The Saudi delegation to the event is headed by Prince Faisal bin Farhan bin Abdullah, Minister of Foreign Affairs, and includes Adviser at the Royal Court, Supervisor General of the King Salman Humanitarian Aid and Relief Centre Dr Abdullah bin Abdulaziz Al Rabiah, and a number of officials.
More than 126 parties, including 66 countries, 15 international organisations, three intergovernmental organisations and more than 39 non-governmental organisations, will participate in the event, in addition to the Islamic Development Bank, the International Committee of the Red Cross and the International Federation of Red Cross and Red Cross Societies.
The event aims to raise awareness of the humanitarian situation in Yemen and calls for the contribution of the international community to meet the United Nations Humanitarian Response Plan in Yemen for the year 2020, and support the urgent humanitarian needs there.

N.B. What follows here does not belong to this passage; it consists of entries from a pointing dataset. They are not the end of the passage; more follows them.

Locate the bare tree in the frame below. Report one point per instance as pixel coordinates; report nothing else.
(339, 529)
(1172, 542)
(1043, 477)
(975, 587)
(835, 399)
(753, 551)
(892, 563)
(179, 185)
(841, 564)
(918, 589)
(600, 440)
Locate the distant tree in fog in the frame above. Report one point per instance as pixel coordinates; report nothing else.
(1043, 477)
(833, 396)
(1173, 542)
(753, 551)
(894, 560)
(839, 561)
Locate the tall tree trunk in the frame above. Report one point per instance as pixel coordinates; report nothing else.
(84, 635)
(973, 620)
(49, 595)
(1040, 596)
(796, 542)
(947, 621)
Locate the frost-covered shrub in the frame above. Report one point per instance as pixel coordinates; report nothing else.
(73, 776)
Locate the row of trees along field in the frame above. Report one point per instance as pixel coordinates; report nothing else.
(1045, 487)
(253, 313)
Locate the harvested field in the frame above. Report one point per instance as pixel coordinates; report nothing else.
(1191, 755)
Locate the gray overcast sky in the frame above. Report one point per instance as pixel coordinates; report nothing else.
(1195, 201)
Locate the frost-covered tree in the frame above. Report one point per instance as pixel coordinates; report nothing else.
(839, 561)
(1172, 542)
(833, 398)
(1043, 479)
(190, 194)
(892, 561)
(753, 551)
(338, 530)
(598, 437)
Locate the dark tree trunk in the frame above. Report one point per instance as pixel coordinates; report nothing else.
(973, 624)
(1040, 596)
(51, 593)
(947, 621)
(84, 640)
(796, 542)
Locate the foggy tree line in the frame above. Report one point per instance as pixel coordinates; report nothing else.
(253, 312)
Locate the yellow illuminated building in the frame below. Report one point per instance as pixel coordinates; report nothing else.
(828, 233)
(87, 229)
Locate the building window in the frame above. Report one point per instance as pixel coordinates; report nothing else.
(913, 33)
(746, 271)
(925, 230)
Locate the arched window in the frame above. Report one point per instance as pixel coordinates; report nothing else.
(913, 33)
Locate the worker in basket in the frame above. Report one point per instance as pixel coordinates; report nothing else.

The conflict between a Saudi-led coalition and the Iran-aligned Houthi group has left 80% of Yemen’s population reliant on aid. The country now faces the spread of the novel coronavirus among an acutely malnourished people.
“Anything below $1.6 billion and the operation will be facing catastrophic cutbacks,” Lise Grande, UN Humanitarian Co-ordinator for Yemen, told Reuters just days prior to the conference.
“We won’t be able to provide the food people need to survive, or the health care they need or the water or sanitation or the nutrition support which helps to keep two million malnourished children from dying,” she said.
The UN-co-ordinated humanitarian plan received $3.2 billion last year, but so far in 2020 has only secured $474 million, aid chief Mark Lowcock said on Thursday, adding that most agencies are weeks away from being broke.
Saudi Arabia has already pledged $525 million. The United States said last month it would extend $225 million in emergency aid for food.
Some $180 million of required funding is needed to combat coronavirus in a country with shattered health systems and inadequate testing capabilities.
“Yemen is at a precipice. All indications point to Covid-19 spreading fast and wide across the country, overwhelming the health system,” pledge organisers said in a statement on Tuesday.
Yemen has been mired in violence since the Houthis ousted the government from the capital, Sanaa, in late 2014, prompting the coalition to intervene a few months later.
Donors had cut funding to Houthi-held areas over concerns the group is hindering aid delivery.
Grande said several issues had now been addressed by Houthi authorities, including waiving a 2% tax on aid operations, allowing needs assessments and providing the World Food Programme with approval to start a pilot on a biometric registration and verification system.